Une centaine des vaches de la Société de grands élevages du Congo, dans le territoire de Mbanza-Ngungu (Kongo-Central), sont décimés depuis environ trois mois par une maladie transmise par des tiques. Le responsable de la société précise que les analyses d’échantillons prélevés sur les bêtes contaminées ont été effectuées par le laboratoire vétérinaire de Kinshasa. Elles ont confirmé la présence de ces maladies.
La ferme précise qu’elle a déjà enregistré environ 150 cas de décès de son cheptel. Il y a trois mois que les premières vaches ont été décimées par cette maladie transmise par des tiques, petits parasites qui se nourrissent du sang des animaux et des humains.

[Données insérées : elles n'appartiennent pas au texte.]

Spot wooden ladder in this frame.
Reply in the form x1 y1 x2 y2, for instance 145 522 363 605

D’après le responsable de la ferme, Honoré Mampasi, cette situation serait causée par le bétail en provenance des pays voisins qui sont passés vers la fin du mois de décembre 2025 dans ce village. Trois mois après les symptômes suivants ont apparu, notamment :
- l’abattement
- la présence de sang dans les urines
- l’incoordination des membres
- la perte d’appétit avant mort s’en suive.

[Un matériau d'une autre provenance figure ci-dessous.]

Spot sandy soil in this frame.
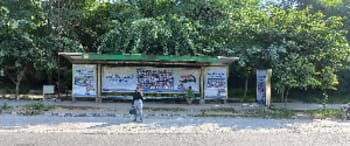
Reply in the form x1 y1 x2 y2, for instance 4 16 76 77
0 115 350 146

- La viande provenant de bêtes mortes
Le docteur Mampasi précise cependant que, contrairement aux informations répandues sur les réseaux sociaux, ces maladies ne provoquent ni toux, ni diarrhée, ni saignements. Il assure que les animaux touchés sont sous traitement et que la situation se normalise petit à petit ; ce qui entraine la diminution des cas de mortalité.

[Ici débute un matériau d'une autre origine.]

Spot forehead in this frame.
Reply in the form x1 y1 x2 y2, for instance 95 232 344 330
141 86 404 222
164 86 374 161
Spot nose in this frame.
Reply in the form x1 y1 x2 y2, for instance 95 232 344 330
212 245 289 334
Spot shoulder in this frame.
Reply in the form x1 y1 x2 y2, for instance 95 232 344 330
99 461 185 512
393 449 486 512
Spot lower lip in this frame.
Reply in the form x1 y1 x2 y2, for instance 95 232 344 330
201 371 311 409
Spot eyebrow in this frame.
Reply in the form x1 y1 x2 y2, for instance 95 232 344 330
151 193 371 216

Il appelle la population au calme, assurant que la situation est déjà prise en charge par les services vétérinaires compétents.
De son côté, le chef de division provincial à la pèche et élevage assure que des mesures strictes ont été prises pour que la viande provenant de bêtes mortes ne soit ni vendue ni consommée par la population pour éviter tout risque sanitaire.